Am 14. Juni versammelten sich etwa 100 muslimische Frauen mit Hijab – die Foulards Violets – zum landesweiten Frauen*streik1 in Genf. Sie hielten Banner und Schilder mit folgenden Parolen: «Ne me liberez pas – Je m’en charge», «Foulards ou pas – c’est mon choix» oder «Mon foulard n’est pas la cause pour mon oppression, mais le prétexte pour mon éxclusion». Die Aussagen sind klar und deutlich: Die Foulards Violets sprechen sich für mehr Selbstbestimmung aus und verurteilen die Diskriminierungen, die sie aufgrund ihres Hijabs erleben. Es sind starke Parolen von starken Frauen* – genau das, was der Frauen*streik landesweit auf die Strasse getragen hatte.

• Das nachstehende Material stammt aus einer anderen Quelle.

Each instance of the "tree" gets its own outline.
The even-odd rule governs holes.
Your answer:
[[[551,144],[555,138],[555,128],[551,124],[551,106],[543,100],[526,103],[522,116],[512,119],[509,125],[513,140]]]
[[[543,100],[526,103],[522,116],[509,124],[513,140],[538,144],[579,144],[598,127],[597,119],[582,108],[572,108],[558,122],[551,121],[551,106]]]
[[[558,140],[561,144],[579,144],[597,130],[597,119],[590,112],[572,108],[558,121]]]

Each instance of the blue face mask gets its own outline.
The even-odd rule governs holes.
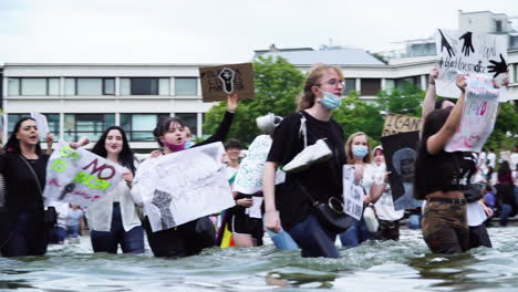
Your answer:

Aber nicht alle Streik-Teilnehmer*innen waren dieser Ansicht. Laut der Zeitung Blick wurden die Foulards Violets mit folgenden Aussagen angefeindet: «Es ist eine Schande» und «Schämt ihr euch nicht, am Frauen*streik teilzunehmen?» Eine Bekannte, die mit den Foulards Violets am Streik teilgenommen hatte, bestätigte mir diese Aussagen und fügte noch eine hinzu: «Kehrt in den Iran zurück, wenn euch die schweizerischen Gepflogenheiten nicht gefallen.» Später erfuhr ich von ähnlichen Vorfällen in Bern, Basel und Zürich. Eine betroffene Frau in Bern entschied sich, den Streik zu verlassen.
Als Frau, die Rassismus schon seit Kindesalter erlebt und regelmässig als Muslima gelesen wird, weiss ich, dass eine der grössten Hürden, solche Momente als rassistisch anzuerkennen, darin besteht, dass Rassismus grundsätzlich verleugnet wird: Es gäbe ihn nicht – nicht mehr. Allenfalls bei den Rechten. Doch dem ist nicht so: Rassismus ist ein gesamtgesellschaftliches Problem. Und nur, weil wir nicht über Rassismus sprechen, heisst das nicht, dass es ihn nicht gibt. Vielmehr werden dadurch rassistische Handlungen normal.
In diesem Sinne stellt sich mir folgende Frage: Wie kommt es, dass nur der Blick über diese Vorfälle berichtete? Vor allem die als progressiv geltenden, linken Medien lobten den Frauen*streik als intersektionale Bewegung. Es war die Rede von einem grossen «Wir», einem «Wir», das es lange nicht gegeben habe, aber jetzt endlich Realität sei. Dabei wurden Muslimas* explizit miterwähnt – aber ihre Inhalte und die Anfeindungen, denen sie ausgesetzt waren, ignoriert. Mit dem Hervorheben der Anwesenheit von nichtweissen, migrantischen und muslimischen Frauen* als einer neuen Kraft des diesjährigen Streiks wird zudem unsichtbar gemacht, dass Frauen* of Color bereits 1991 mitgelaufen waren.